# Circular Motion

Circular motion and rotational motion are not the same.

Circular motion is about some external point; rotational motion is about an internal axis.

Rotational motion is motion about an internal axis (the Earth rotates on its axis). Angular quantities are beyond the scope of this course and will not be discussed. AP Physics C uses rotational motion in more depth.   For the diagram below, there are two types of motion going on at the same time…rotational motion (about the sphere’s axis) and translational motion (in a straight line). Circular motion is motion following a circular (curved) path.

When an object has a circular motion, the distance moved is along the circumference of the object’s path.
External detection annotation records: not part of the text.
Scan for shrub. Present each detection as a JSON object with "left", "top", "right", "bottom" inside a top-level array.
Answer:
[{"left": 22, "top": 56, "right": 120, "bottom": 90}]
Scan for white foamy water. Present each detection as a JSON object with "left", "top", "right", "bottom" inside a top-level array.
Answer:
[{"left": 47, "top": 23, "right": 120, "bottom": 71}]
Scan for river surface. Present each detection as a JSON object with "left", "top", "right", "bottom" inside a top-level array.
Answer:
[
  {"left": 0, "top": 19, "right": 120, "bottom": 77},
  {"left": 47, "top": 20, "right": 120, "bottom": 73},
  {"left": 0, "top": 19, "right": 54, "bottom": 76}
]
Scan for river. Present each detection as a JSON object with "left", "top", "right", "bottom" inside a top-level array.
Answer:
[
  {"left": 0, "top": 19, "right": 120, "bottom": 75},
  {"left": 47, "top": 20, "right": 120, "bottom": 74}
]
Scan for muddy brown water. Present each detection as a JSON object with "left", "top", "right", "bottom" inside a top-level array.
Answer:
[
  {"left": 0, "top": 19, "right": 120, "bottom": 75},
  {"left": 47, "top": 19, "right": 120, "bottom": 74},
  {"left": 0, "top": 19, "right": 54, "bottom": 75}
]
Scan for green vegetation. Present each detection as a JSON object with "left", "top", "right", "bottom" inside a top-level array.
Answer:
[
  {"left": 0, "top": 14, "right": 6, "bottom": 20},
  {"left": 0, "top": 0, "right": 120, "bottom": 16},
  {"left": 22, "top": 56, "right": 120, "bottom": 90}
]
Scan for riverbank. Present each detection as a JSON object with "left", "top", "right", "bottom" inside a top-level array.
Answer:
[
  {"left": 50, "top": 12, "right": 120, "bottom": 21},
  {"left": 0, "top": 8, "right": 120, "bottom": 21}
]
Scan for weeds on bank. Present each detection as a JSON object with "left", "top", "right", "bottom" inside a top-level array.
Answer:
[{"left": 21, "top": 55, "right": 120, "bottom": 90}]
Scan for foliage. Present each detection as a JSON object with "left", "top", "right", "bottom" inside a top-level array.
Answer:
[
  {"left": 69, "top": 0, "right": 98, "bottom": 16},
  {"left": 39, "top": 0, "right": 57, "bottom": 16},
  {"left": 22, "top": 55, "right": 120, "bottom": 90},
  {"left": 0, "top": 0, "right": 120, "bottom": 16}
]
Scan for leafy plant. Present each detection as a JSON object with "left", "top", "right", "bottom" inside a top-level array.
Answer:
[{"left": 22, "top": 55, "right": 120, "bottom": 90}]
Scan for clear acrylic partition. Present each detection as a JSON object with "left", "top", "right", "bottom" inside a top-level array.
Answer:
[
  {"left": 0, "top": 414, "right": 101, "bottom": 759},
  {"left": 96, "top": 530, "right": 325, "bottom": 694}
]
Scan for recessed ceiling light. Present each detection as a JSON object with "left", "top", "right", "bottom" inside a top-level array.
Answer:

We have already established that in order to follow a curved path, an object must have 2 separate motions (which can be represented by vectors drawn perpendicular to each other). See the diagram below to illustrate the velocity vector (v) and the tension vector (T), which will represent the centripetal force that is directed towards the center of the circle. You will also see the centripetal acceleration vector (ac), which is also directed toward the center of the circle. Notice that v is always perpendicular to ac and Fc. It has been established that in order to change its motion (such as changing directions to follow a curved path), an object must be undergoing acceleration. And that acceleration must be caused by some net (unbalanced) force.

The acceleration that produces circular motion is called centripetal acceleration . The force that produces the centripetal acceleration is called a centripetal force. Centripetal means toward the center. Centripetal force can be due to one of three physical forces – tension, gravitational force, or friction – to be discussed in more detail on the next pages. Centripetal force is NEVER placed on a free-body diagram. But the other three forces would be placed instead!